With the use of these values,  the solar panel array can be calculated by:

$$\text{Solar panel capacity}=\frac {\text{Energy demand}}{\text{Peak sun hours}\times\text{Solar panel efficiency}}$$

Example calculation: A solar panel receiving 1000 W/m2 of solar irradiance with an area of 1 m2. Calculate the total solar power input and the solar panel efficiency if the usable power is 800 watts.

$$\text{Total solar power input} = (1\times1000) = 1000~ \text{watts}$$

To calculate the solar panel’s efficiency, substitute the usable power output and the total solar power input into the formula:

$$\text{Solar panel efficiency}= \frac{\text{Usable energy output}}{\text{Total solar power input}} \times 100$$

$$\text{Solar panel efficiency}= \frac{800}{1000} \times 100$$

$$\text{Solar panel efficiency}=80\%$$

In this solar panel, only 80% of the solar energy is converted to usable electricity.

Solar Panel Orientation

Solar panel orientation is vital to consider when maximizing the panel's efficiency. The ideal orientation can be adjusted depending on the installation site’s latitude and season.

Figure 2. The solar panel’s tilt angle and azimuth are used to maximize panel efficiency. Image used courtesy of Bob Odhiambo

Azimuth is the angular measurement of the orientation of solar installation about the true north. It is vital to consider this angle as it determines the level of sunlight received during the day. The tilt is the angle of panel installation relative to the ground. 

To calculate the optimal tilt angle:

$$\text{Tilt angle}=\text{Latitude}+ \left( 0.4\times Average~ daily~ declination \right)$$

This declination angle changes throughout the year due to the elliptical pattern of the Earth’s orbit of the sun and tilt of the Earth’s axis.
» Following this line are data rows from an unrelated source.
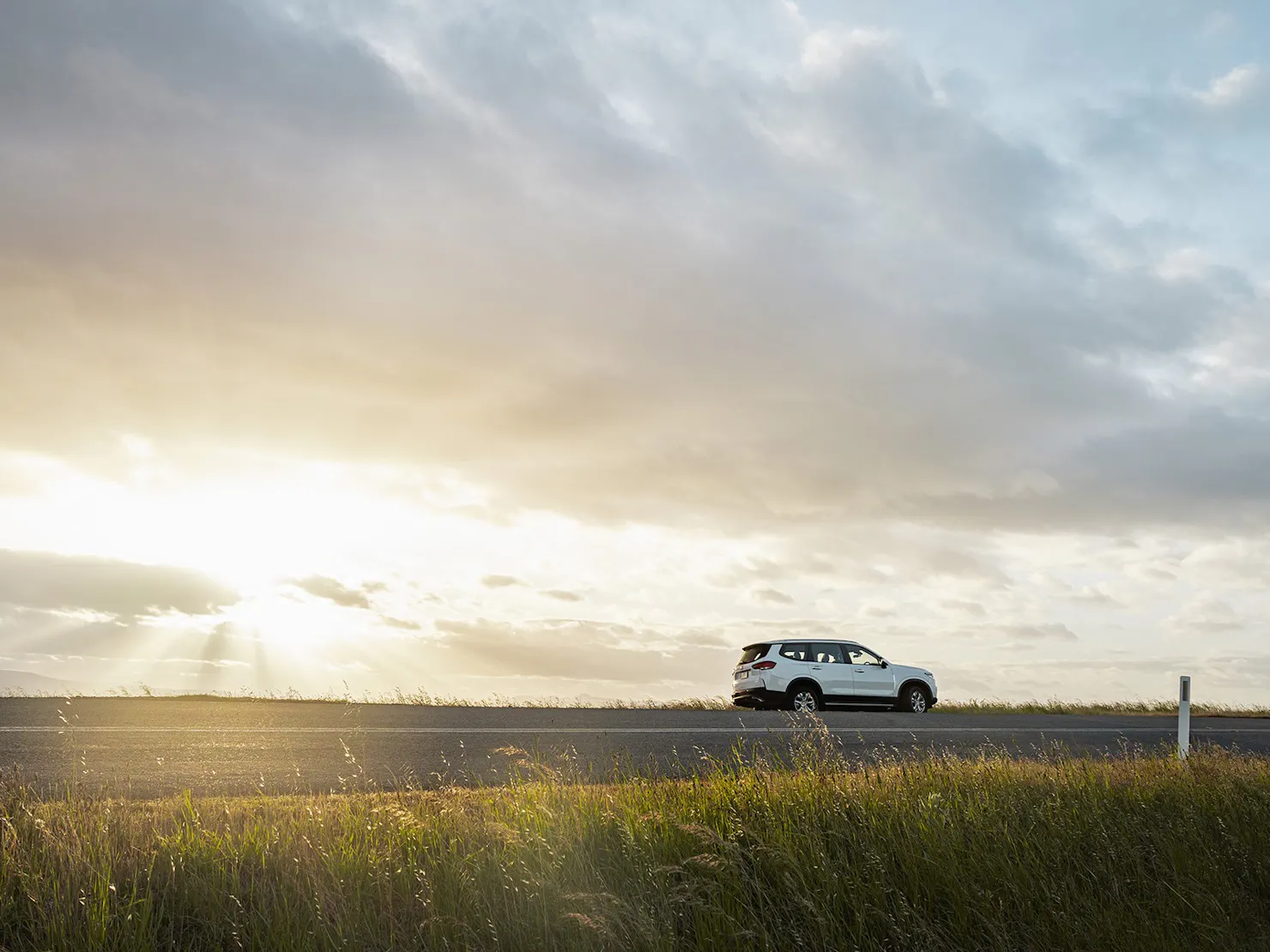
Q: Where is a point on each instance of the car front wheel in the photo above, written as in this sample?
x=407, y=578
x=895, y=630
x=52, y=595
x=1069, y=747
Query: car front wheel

The average solar declination for a day can be evaluated to an approximate value using:

$$\text{Average daily solar declination}= 23.45\times \sin[\frac{(2\times\pi\times\text{Day of the year}-81)}{365}]$$

where days are counted from January 1.

Example calculation: The installation site of a solar panel has a latitude of 35 degrees on day 180 of the year. Calculate the panel’s solar average declination tilt angle in one day by using:

$$\text{Average daily solar declination}= 23.45\times \sin[\frac{\left(2\times\pi\times\left( 180-81\right)\right)}{365}]=14.68~degrees$$

$$\text{Tilt angle}=35+\left( 0.41\times14.68\right) = 40.01~\text{degrees}$$

The tilt angle should be 40.01 degrees for maximum solar efficiency.

Inverter Oversizing Factor

Inverter oversizing factor is crucial in maximizing solar energy efficiency. This is the ratio of the maximum direct current (DC) output to the maximum output of the inverter’s alternating current (AC). This oversizing of the inverter can result in an increased DC-to-AC ratio.
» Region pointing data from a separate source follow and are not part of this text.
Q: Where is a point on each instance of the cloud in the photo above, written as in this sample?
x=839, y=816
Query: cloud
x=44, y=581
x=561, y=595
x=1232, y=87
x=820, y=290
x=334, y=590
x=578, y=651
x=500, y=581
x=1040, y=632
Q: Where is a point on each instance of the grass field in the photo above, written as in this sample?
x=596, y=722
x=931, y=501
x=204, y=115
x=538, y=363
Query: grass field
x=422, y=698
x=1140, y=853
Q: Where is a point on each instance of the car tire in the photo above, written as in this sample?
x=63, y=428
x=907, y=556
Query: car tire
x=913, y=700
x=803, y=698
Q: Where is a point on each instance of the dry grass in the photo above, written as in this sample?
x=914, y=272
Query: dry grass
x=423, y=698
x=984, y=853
To evaluate the oversizing factor of an inverter in a solar energy system, an analysis of the system's characteristics and the energy produced must be done. The inverter oversizing factor can be calculated by dividing the maximum DC power output by the maximum AC power output. The maximum DC power output is the sum of power in the panel's array, which forms the panel's total rating, whereas the AC output can be obtained from the inverter's datasheet.
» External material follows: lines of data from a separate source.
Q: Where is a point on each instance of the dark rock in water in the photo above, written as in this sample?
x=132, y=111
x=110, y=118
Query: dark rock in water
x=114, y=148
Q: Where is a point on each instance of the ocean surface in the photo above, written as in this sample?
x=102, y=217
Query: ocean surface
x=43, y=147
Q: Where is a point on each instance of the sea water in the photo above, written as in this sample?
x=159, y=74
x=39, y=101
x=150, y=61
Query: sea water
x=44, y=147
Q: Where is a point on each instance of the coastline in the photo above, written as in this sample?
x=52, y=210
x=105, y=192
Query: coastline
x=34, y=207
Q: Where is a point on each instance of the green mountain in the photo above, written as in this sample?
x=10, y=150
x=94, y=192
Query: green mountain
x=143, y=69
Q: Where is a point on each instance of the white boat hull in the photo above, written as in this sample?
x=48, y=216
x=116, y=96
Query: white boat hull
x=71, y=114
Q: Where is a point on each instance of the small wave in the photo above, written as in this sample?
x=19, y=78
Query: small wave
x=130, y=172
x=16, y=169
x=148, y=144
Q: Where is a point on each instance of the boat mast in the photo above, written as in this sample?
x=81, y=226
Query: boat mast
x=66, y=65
Example calculation: A solar panel array with a total power capacity of 10 kW has a maximum power rating of 400 W for each panel. Determine the number of panels. Assuming an inverter's maximum AC power output is 8 kW, calculate the inverter's oversizing factor.

$$\text{Number of panels}=\text{Total power capacity}\div\text{maximum power rating}$$

$$=12~\text{kW}\div400~\text{W}$$

$$=12000~ \text{W}\div400~\text{W}$$

$$=30~\text{panels}$$

The oversizing of the inverter can be calculated using:

$$\text{Inverter oversizing factor}=10~\text{Kw}\div 8~\text{Kw}=1.25$$

The inverter oversizing factor is 1.25, within the 1.1 to 1.3 range recommended for most solar panels.

Maximizing Solar Energy System Efficiency

As the demand for renewable energy keeps increasing, PV systems are becoming increasingly common in domestic and industrial setups. However, not all systems are optimized to produce more efficient maximum energy output. With this in mind, power engineers must ensure they get the most out of their PV systems by considering solar panel sizing and orientation and inverter sizing for PV efficiency and increased energy output that meets consumption demand.